Shadow treasurer Angus Taylor, who was first elected in 2013, said Labour’s proposed super tax rise would leave people like Albanese untouched.
“Worse still, this regime proposes a different approach for a farmer or small business owner than for a public official, judge or politician,” he told Daily Mail Australia.
‘Those like the Prime Minister, who are lucky enough to have a defined benefit scheme, will enjoy deferred payments and tax rates set entirely by regulation, not legislation.
‘This is a wealth tax, plain and simple. But the Prime Minister exempted himself.
“Everyone else faces an annual non-indexed tax on unrealized capital gains.”
In a radical move, Labor is proposing to tax self-managed super funds on assets above the $3 million threshold before they are sold, without indexation for inflation.
The government wants Australians with more than $3 million in super savings to see their contribution tax rate double to 30 per cent, up from 15 per cent (pictured, Gold Coast students).
This is a radical departure from the usual tax practice of taxing someone once they have sold their assets and not before.
No other country has applied an unrealized gains tax to retirement savings, and European nations have tried that approach to wealth, but not to a great degree.
This policy would affect self-managed super funds that own assets such as farms, which can be difficult to sell or split up.
Teal MP Allegra Spender opposed the super unrealized profits tax and her independent colleague David Pocock hinted she would block the Senate bill on the issue.
The Greens also oppose the super bill, but only because they want the $3 million threshold lowered to $1.9 million.
Labor’s bill faces defeat in the Senate and Dr Chalmers indicated on Tuesday he was unlikely to reach a compromise with the Greens, which was opposed by leading independents and the Coalition.
“The Greens want to vote against fairer taxes for people with millions of survivors,” he said.
“They shouldn’t need us to sweeten the deal to do the right thing.”
Shadow treasurer Angus Taylor, who was first elected in 2013, said Labour’s proposed super tax rise would leave people like Albanese untouched.
Liberal senator Andrew Bragg, first elected in 2019, raised the issue of the prime minister getting an exemption in May.
“One of my favorite exemptions from the super tax is the exemption that Labor ministers have granted themselves from the application of a new super tax,” he told the Senate.
‘The new super tax will not apply to Mr O’Connor, it will not apply to Mrs King, it will not apply to Senator Wong and it will not apply to the Prime Minister.
“It is a shocking case of hypocrisy that the Australian people hate politicians who are willing to impose rules for everyone but themselves.
“It is a disgusting display of hypocrisy, something that should not surprise us.”
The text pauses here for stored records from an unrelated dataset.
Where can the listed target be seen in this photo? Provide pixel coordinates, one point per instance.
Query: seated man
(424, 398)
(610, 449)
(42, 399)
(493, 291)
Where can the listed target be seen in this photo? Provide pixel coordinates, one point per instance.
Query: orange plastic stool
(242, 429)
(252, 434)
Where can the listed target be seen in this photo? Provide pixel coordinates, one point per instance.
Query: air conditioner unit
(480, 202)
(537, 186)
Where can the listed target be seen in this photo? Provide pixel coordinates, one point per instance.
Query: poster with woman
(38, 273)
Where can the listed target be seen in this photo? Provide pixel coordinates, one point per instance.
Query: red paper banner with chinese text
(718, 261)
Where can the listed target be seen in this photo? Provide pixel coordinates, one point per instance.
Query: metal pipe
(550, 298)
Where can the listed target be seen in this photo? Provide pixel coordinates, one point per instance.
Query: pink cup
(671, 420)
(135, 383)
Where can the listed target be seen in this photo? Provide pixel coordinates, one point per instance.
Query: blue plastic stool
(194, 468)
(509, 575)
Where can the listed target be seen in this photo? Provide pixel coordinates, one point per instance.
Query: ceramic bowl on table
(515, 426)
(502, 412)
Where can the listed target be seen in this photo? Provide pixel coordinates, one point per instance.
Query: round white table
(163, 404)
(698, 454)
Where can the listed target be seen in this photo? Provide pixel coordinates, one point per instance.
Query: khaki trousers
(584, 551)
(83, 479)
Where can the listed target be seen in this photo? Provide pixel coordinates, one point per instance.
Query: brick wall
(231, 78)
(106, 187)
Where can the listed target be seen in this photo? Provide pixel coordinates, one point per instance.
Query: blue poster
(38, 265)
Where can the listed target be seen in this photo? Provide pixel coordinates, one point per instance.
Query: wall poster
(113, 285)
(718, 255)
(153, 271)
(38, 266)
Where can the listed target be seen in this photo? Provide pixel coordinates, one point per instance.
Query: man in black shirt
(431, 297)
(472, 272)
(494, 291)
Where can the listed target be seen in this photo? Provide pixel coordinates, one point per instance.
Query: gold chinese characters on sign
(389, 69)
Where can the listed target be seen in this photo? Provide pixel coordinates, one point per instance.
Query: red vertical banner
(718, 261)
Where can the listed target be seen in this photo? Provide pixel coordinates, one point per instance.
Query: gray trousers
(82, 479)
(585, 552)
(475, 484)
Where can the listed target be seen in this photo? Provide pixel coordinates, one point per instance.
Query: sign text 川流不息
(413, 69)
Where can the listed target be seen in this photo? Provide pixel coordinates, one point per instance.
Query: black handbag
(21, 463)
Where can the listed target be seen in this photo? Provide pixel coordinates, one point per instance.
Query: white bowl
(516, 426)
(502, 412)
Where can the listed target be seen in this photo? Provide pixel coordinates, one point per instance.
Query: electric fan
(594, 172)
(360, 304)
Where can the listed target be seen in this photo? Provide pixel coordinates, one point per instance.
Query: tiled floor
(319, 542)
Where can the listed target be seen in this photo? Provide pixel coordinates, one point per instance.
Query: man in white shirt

The Coalition raised this issue in a dissenting report on Labor’s proposed super changes that now face defeat in the Senate.
“Surprisingly, this bill, as it stands, will not apply to Mr. Albanese himself,” he said in a report published in May.
‘This Bill only applies to those on accrual schemes, and as Mr Albanese is on the former parliamentary defined benefit scheme, the alleged method of calculating the Prime Minister’s tax liability will be left to delegated legislation.
“The Prime Minister is therefore asking Parliament to vote on a tax bill which, in itself, will not apply to him.”
But parliamentarians elected since October 2004 receive a supplementary salary of 15.4 percent, which is more than the 11.5 percent of employer contributions for everyone else.
Members of Parliament now have a base salary of $233,660.
Those elected before 2004 fell under the old Parliamentary Contribution Pension Scheme, which was dismantled for new MPs when then Liberal Prime Minister John Howard bowed to pressure from then Labor leader Mark Latham.
Labour’s super tax rise exemption, for MPs elected before 2004, would benefit Albanese once he retired from politics and lived in his new $4.3 million clifftop home in Copacabana, on the New South Wales Central Coast, with his fiancée Jodie Haydon.
This would benefit Albanese once he retired from politics and lived in his $4.3 million clifftop home in Copacabana, on the New South Wales Central Coast, with his fiancée Jodie Haydon.